In het geval van de tegenprestatie naar vermogen is er een ander afwegingskader bij mantelzorg dan bij arbeidsinschakeling. Voor arbeidsinschakeling zal minder vaak rekening gehouden worden met zorgtaken. In het geval van arbeidsinschakeling zal alleen een ontheffing worden verleend voorzover hiermee geen rekening gehouden kan worden door middel van een voorziening als bedoeld in artikel 7, eerste lid, onderdeel a van de Participatiewet. Het Dagelijks Bestuur zal geen tegenprestatie opdragen indien een belanghebbende mantelzorg verricht voor zover het verrichten van mantelzorg naar het oordeel van het Dagelijks Bestuur redelijkerwijs noodzakelijk is (artikel 18 van de Reintegratieverordening).

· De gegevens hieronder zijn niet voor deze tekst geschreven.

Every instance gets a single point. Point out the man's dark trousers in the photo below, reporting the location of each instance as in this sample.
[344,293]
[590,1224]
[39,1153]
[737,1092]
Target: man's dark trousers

7.3 Ontheffing voor alleenstaande ouders met kinderen tot 5 jaar.
Alleenstaande ouders, die de zorg voor een kind hebben dat de leeftijd van vijf jaar nog niet heeft bereikt, kunnen een verzoek indienen om te worden ontheven van de arbeidsplicht (artikel 9a Participatiewet).
Deze eventuele ontheffing ontslaat hen echter niet van de re-integratieplicht (artikel 9, lid 1, onderdeel b Participatiewet). Het Dagelijks Bestuur dient de ouder met een ontheffing op grond van artikel 9a Participatiewet een re-integratietraject aan te bieden in de vorm van een plan van aanpak.

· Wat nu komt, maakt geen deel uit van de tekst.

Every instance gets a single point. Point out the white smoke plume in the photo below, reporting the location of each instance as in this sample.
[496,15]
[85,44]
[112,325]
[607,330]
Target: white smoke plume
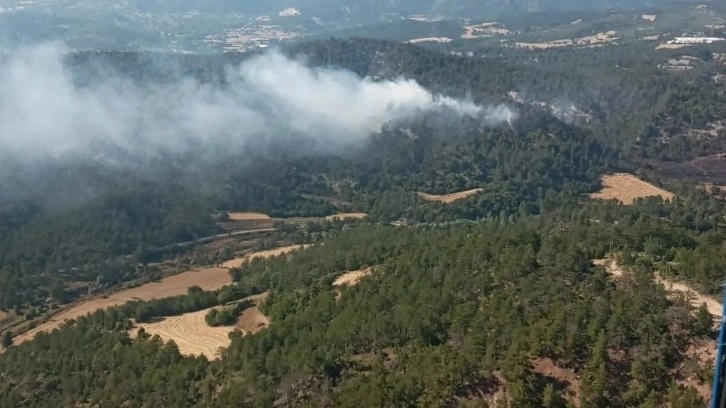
[42,112]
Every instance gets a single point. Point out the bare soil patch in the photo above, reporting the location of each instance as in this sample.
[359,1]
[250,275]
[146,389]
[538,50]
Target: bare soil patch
[191,333]
[352,278]
[237,262]
[441,40]
[564,379]
[627,187]
[205,278]
[701,352]
[346,216]
[667,46]
[248,216]
[252,320]
[484,30]
[195,337]
[449,198]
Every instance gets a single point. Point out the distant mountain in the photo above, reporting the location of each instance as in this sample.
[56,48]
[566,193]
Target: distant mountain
[363,11]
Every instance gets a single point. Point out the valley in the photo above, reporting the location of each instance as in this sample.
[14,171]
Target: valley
[475,204]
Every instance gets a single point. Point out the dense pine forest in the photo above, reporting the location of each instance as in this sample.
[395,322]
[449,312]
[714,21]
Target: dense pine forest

Ontheffingen op grond van artikel 9a Participatiewet kunnen alleen worden verleend na een schriftelijk verzoek van de betreffende alleenstaande ouder.
De afweging of een tijdelijke ontheffing wordt verleend zal, altijd individueel gemaakt worden. Hierbij wordt in ieder geval rekening gehouden met:
7.4 Zorgtaken alleenstaande ouder met kinderen tot 12 jaar.

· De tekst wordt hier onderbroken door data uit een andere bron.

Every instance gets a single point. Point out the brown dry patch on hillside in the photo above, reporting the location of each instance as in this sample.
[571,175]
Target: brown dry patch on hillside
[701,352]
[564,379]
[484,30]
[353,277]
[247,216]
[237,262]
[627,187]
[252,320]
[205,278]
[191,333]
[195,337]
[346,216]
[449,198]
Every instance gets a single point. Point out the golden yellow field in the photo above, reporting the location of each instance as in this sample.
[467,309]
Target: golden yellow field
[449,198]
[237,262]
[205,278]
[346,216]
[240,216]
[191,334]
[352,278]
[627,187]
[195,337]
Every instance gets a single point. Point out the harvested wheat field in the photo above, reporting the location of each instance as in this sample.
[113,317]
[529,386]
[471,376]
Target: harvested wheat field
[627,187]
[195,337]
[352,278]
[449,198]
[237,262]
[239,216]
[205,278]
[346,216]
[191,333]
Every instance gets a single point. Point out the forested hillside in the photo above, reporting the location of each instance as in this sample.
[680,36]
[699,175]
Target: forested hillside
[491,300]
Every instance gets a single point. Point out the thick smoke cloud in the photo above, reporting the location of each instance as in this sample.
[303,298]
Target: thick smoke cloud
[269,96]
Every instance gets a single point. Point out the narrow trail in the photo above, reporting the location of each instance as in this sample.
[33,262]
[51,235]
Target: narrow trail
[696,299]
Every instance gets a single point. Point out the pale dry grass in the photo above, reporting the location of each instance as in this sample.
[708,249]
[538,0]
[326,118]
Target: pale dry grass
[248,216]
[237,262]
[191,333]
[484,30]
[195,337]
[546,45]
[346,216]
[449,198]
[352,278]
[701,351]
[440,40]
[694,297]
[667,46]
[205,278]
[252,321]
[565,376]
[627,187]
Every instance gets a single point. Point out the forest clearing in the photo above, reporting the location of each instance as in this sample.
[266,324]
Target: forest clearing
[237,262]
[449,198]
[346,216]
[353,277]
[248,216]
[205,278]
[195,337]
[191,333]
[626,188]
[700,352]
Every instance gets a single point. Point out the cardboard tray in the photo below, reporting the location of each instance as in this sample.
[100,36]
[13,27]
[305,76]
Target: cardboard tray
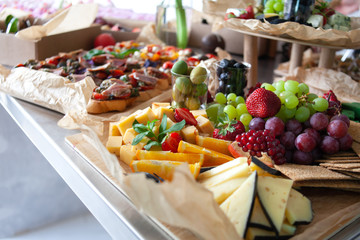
[15,51]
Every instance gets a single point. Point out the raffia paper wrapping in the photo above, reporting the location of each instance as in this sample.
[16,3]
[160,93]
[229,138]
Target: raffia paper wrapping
[321,80]
[47,89]
[76,17]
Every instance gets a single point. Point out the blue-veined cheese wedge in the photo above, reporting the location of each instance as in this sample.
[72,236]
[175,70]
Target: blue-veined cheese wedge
[273,195]
[239,205]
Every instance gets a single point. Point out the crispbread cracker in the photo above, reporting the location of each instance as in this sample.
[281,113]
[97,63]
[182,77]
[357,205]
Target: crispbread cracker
[298,172]
[354,130]
[356,147]
[352,174]
[345,169]
[337,161]
[343,184]
[341,165]
[341,154]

De verplichting om algemeen geaccepteerde arbeid te aanvaarden geldt voor de alleenstaande ouder met kinderen tot 12 jaar slechts nadat het Dagelijks Bestuur zich genoegzaam heeft overtuigd van de beschikbaarheid van passende kinderopvang, de toepassing van voldoende scholing en de belastbaarheid van betrokkene (artikel 9, lid 4 Participatiewet).
7.5 Langdurig ontbreken van arbeidsmarktperspectief:
Er zijn situaties denkbaar waarin het blijven vasthouden aan de arbeidsverplichting niet langer zinvol is. Hiervan kan bijvoorbeeld sprake zijn indien meerdere partijen arbeidsinschakeling niet meer mogelijk achten.
Op grond van de wet kan nooit een blijvende ontheffing worden verleend. Als blijkt dat er blijvend geen perspectief is op arbeidsinschakeling, wordt zo regelarm mogelijk de tijdelijke ontheffing verlengd.
Uitkeringsgerechtigden kunnen gedurende de periode dat een door het Dagelijks Bestuur noodzakelijk geachte opleiding wordt gevolgd vrij worden gesteld van sollicitatieverplichtingen. Deze vrijstelling kan maximaal worden verleend voor de duur en de omvang die de scholing vergt.
8. Terugvordering 8.1 Terugvordering
Indien het Dagelijks Bestuur een aangeboden voorziening of ondersteuning voortijdig beëindigt omdat de deelnemer de hieraan verbonden verplichtingen verwijtbaar niet nakomt, kan het Dagelijks Bestuur de gemaakte kosten van de voorzieningen of ondersteuning terugvorderen op grond van artikel 6:203 BW.
9. Slotbepalingen 9.1 Inwerkingtreding
In die gevallen waarin deze uitvoeringsregels niet voorzien beslist het Dagelijks Bestuur.
Vastgesteld door het dagelijks bestuur van de gemeenschappelijke regeling Samenwerking de Bevelanden in zijn openbare vergadering van 24 januari 2022.